TCS maintains status-quo for third quarter
Tata Consultancy Services expects its revenue for the financial year’s third quarter ending December 31 to be in line with seasonal trends. Traditionally, the third and fourth quarters are weak for information technology companies in terms of growth, due to holidays and furloughs. Telecom and smaller verticals will grow better than the company average, said Rajesh Gopinathan, chief financial officer, updating analysts about the business for the third quarter.
According to the company, retail, manufacturing and hi-tech will see the impact of holidays and furloughs during the quarter. Banking, financial services and insurance (BFSI) will continue to see weakness due to insurance and products.

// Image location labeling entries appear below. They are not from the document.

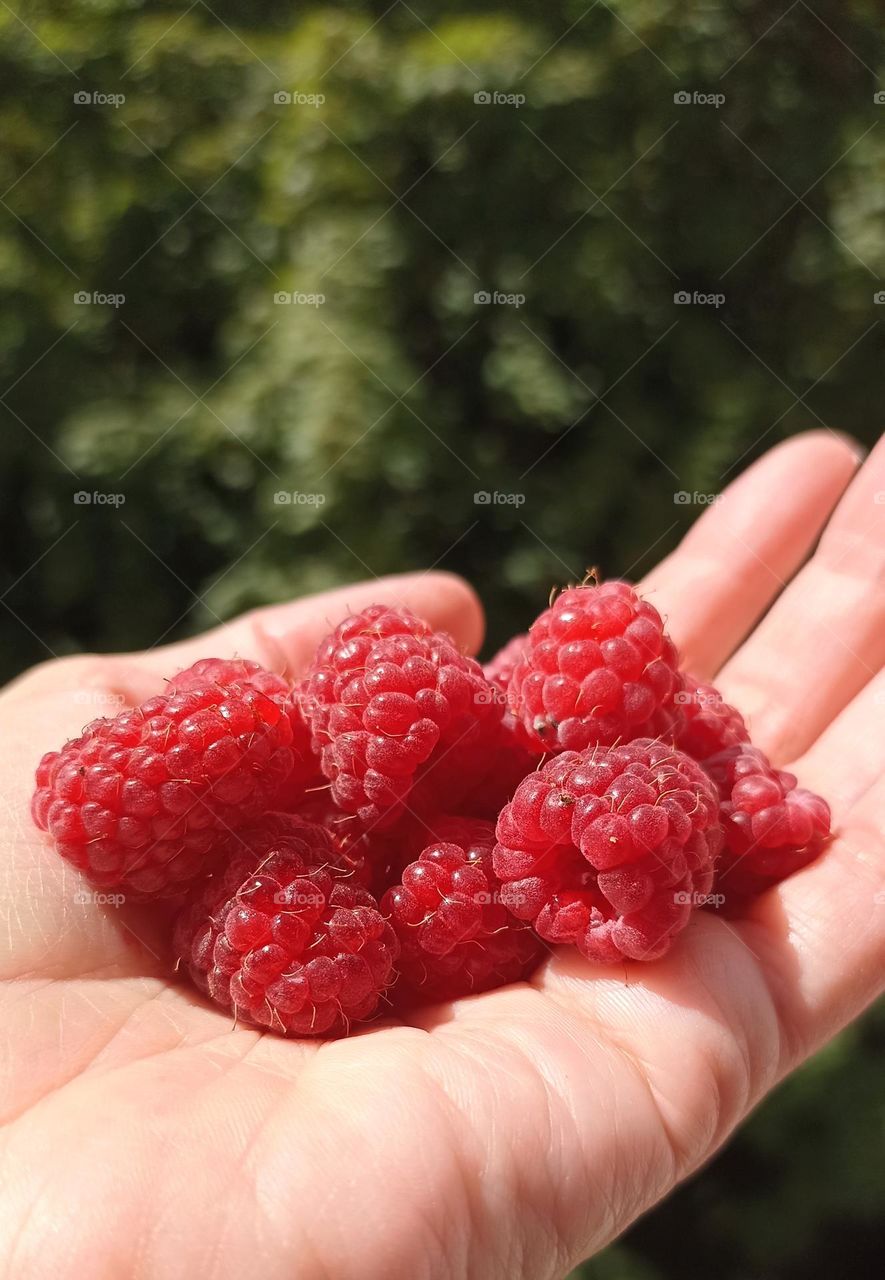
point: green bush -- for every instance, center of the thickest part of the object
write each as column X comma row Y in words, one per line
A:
column 398, row 199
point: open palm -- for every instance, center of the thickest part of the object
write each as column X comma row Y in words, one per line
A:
column 509, row 1134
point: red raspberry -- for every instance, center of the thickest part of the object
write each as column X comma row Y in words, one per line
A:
column 500, row 668
column 366, row 856
column 282, row 940
column 387, row 696
column 242, row 671
column 711, row 725
column 456, row 937
column 771, row 826
column 229, row 671
column 138, row 801
column 610, row 849
column 598, row 668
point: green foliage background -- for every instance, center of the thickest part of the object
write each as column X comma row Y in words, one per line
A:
column 398, row 197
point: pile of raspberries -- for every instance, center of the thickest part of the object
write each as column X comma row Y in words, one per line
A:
column 402, row 824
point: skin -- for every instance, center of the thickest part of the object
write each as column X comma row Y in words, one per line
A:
column 510, row 1134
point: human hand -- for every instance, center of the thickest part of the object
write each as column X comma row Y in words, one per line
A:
column 509, row 1134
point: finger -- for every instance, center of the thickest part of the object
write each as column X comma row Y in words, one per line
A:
column 825, row 960
column 825, row 636
column 281, row 636
column 744, row 548
column 849, row 755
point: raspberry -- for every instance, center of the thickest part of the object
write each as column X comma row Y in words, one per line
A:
column 610, row 848
column 229, row 671
column 711, row 725
column 456, row 938
column 772, row 827
column 386, row 698
column 242, row 671
column 366, row 856
column 597, row 668
column 500, row 668
column 282, row 940
column 137, row 801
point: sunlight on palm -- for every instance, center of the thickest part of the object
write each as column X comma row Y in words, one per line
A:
column 509, row 1134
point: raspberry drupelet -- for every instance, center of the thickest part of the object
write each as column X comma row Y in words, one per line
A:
column 597, row 668
column 500, row 668
column 610, row 849
column 771, row 826
column 283, row 940
column 456, row 938
column 386, row 699
column 138, row 801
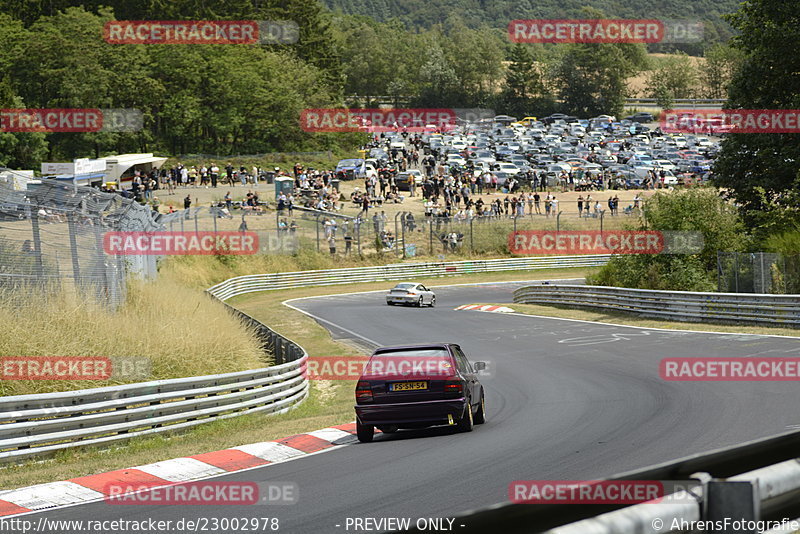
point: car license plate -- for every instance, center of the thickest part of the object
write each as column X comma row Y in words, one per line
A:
column 407, row 386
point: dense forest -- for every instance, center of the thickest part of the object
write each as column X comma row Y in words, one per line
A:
column 246, row 99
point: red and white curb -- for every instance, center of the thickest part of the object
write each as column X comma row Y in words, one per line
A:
column 167, row 472
column 485, row 307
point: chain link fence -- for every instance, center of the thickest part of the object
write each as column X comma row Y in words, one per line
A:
column 758, row 272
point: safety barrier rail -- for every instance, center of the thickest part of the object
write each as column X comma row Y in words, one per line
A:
column 241, row 285
column 740, row 308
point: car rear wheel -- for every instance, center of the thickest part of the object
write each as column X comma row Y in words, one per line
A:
column 466, row 422
column 364, row 432
column 480, row 417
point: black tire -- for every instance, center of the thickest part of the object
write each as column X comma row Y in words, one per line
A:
column 480, row 417
column 364, row 432
column 466, row 423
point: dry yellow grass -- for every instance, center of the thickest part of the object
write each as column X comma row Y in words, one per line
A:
column 182, row 331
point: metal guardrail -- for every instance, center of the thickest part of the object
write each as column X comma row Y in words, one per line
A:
column 398, row 271
column 42, row 424
column 740, row 308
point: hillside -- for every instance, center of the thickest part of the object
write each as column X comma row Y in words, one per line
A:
column 497, row 13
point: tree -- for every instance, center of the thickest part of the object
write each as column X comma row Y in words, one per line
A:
column 593, row 77
column 759, row 171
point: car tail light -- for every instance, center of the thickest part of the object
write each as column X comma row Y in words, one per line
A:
column 453, row 387
column 363, row 392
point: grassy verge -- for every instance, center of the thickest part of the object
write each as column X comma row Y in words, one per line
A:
column 330, row 403
column 621, row 318
column 178, row 329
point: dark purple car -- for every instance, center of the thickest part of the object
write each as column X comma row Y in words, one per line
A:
column 417, row 386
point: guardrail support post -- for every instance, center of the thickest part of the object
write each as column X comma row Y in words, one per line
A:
column 728, row 502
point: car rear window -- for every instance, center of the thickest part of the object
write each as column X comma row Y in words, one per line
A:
column 410, row 363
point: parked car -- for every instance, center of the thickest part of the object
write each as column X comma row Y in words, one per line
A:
column 418, row 386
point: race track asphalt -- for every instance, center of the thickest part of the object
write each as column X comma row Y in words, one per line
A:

Gopinathan also added that Europe will grow better than average, while UK will remain weak due to seasonality and impact of insurance. Whereas, North America demand environment is in-line expect for the seasonal weakness that this quarter has.
He also added that during the quarter cross currency impact will have a negative impact of 20 basis points (bps) on constant currency to rupee revenue, whereas the impact on US dollar revenue will be a negative of 220 bps. "The currency movement will have marginal benefit on EBIT," said Gopinathan. He also reiterated that the company will manage to maintain the target margin band. TCS has stated that it will manage to keeps its margin in the 26 per cent to 28 per cent range.
"This quarter GBP and Euro have depreciated; hence the impact will be seen not only on TCS but all the players who have significant exposure to Europe. In case of TCS, I think the fundamentals are in place. On a reported basis we expect US dollar revenue growth of 1.5 per cent. On constant currency basis we see it growing by 3.5-4 per cent," said Ankita Somani, research analyst, MSFL Research.
The company for the last two quarters has been reporting weakness in its biggest vertical BFSI. The management post the second quarter had stated that the BFSI segment is weak primarily due to softness in insurance that too only in UK. We see this softness for a couple of quarters.